The report spotlighted several real-world partnerships, indicating interest in NFTs. Examples include Azuki’s physical-backed NFT with Michael Lau, The Sandbox’s Jurassic World collaboration, EGGRYPTO’s anime characters with Eparida, and Sony’s Soneium platform partnering with LINE to create Web3 mini-apps.
“The next wave of growth isn’t about chasing a trend—it’s about unlocking new types of ownership and access that feel native to the internet generation,” noted Salnikov.
While this perspective offers optimism, the reality for many companies is quite different. Due to low trading volumes, major platforms like Bybit, X2Y2, and Kraken have resorted to discontinuing their NFT services.
Those that didn’t shut down explored alternative avenues. For instance, Magic Eden expanded beyond NFTs with the acquisition of Slingshot. Nevertheless, Salnikov dismissed this strategy, commenting,
“We’re not trying to bolt on non-NFT features just to stay busy—we’re building NFT commerce that actually fits the communities using it.”
He explained that this approach uses modular, customizable on-chain marketplaces. Creators can tailor them to fit their specific audiences, whether it’s a gaming project, an L3, or a legacy brand.
“NFTs are the feature—they just need the right framing,” the Rarible co-founder stated.
When Fame Fades: The Diminishing Returns of Celebrity-Backed NFTs
In January 2022, Bieber spent 500 ETH (approximately $1.3 million at the time) on Bored Ape #3001. This NFT is from Yuga Labs’ Bored Ape Yacht Club (BAYC) collection.
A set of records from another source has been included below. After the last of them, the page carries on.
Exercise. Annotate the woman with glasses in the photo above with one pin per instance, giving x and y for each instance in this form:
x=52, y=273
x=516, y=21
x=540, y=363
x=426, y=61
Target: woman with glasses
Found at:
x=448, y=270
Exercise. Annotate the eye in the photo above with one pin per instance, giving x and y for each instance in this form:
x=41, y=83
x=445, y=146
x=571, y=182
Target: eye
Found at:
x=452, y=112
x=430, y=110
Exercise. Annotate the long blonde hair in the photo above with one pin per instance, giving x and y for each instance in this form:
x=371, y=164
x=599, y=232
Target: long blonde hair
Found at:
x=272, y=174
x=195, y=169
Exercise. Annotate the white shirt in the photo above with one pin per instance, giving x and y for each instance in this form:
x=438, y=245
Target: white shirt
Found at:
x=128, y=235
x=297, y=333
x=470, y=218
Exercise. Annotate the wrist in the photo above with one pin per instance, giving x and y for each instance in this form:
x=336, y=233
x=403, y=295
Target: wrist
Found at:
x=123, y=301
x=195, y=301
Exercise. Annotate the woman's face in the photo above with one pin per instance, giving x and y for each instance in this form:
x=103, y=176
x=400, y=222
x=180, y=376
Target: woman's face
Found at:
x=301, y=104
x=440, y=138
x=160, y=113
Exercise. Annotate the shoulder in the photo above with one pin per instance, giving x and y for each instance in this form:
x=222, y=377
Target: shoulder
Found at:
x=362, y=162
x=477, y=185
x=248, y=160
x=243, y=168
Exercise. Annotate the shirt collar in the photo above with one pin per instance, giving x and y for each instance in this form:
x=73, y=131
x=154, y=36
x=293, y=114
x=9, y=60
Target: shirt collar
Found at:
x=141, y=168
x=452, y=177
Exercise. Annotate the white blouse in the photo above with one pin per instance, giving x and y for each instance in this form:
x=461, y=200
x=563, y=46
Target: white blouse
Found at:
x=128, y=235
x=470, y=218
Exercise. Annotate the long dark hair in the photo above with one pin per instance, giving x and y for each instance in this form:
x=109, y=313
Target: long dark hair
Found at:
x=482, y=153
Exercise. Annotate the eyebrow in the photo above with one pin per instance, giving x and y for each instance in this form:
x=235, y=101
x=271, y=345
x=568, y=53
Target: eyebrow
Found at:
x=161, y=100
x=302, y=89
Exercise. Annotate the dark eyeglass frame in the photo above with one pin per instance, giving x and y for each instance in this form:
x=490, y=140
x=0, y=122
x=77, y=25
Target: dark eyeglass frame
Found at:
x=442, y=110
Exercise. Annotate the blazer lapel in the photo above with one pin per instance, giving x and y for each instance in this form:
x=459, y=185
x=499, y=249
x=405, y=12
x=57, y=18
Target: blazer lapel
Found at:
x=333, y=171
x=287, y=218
However, according to the latest data, the NFT is worth only 13.51 WETH (around $24,174), a decline of 98.1%. Although the singer hasn’t sold his NFT, it has received little attention lately, with no promotional efforts or notable discussions around it.
Thus, while celebrities can bring attention to NFTs, this highlights the need for substance beyond the name itself. As Salnikov pointed out, celebrity involvement in the sector is fleeting.
According to him, a celebrity name alone can’t replace genuine creative direction or a strong community.
“Celebrity drops will come and go—it’s the culture behind them that determines if they stick,” he remarked.
He argued that celebrities treating NFTs as mere merchandise deters audiences. Nevertheless, when an NFT drop is intentional and truly taps into something meaningful like music, fashion, or fandom, that’s where the lasting value is found.
“We’re way more interested in working with creators who are building for the long haul than just chasing headlines,” Salnikov disclosed to BeInCrypto.
The executive also outlined the need for a more accessible and user-friendly approach for attracting interested users. He detailed that onboarding users should not feel “like a tech demo.” Salnikov pointed to Rarible as an example.
According to him, Rarible focuses on ensuring that each marketplace built on its platform is a product people genuinely want to use. This involves features such as fiat onramps, low-cost mints, a clean user interface, and, most importantly, content that resonates with users.
“We’re not selling NFTs—we’re powering experiences that just happen to be onchain,” Salnikov concluded.
While the NFT market faces ongoing challenges, it remains to be seen whether the industry is entering a new phase of growth or if further obstacles lie ahead in its evolution.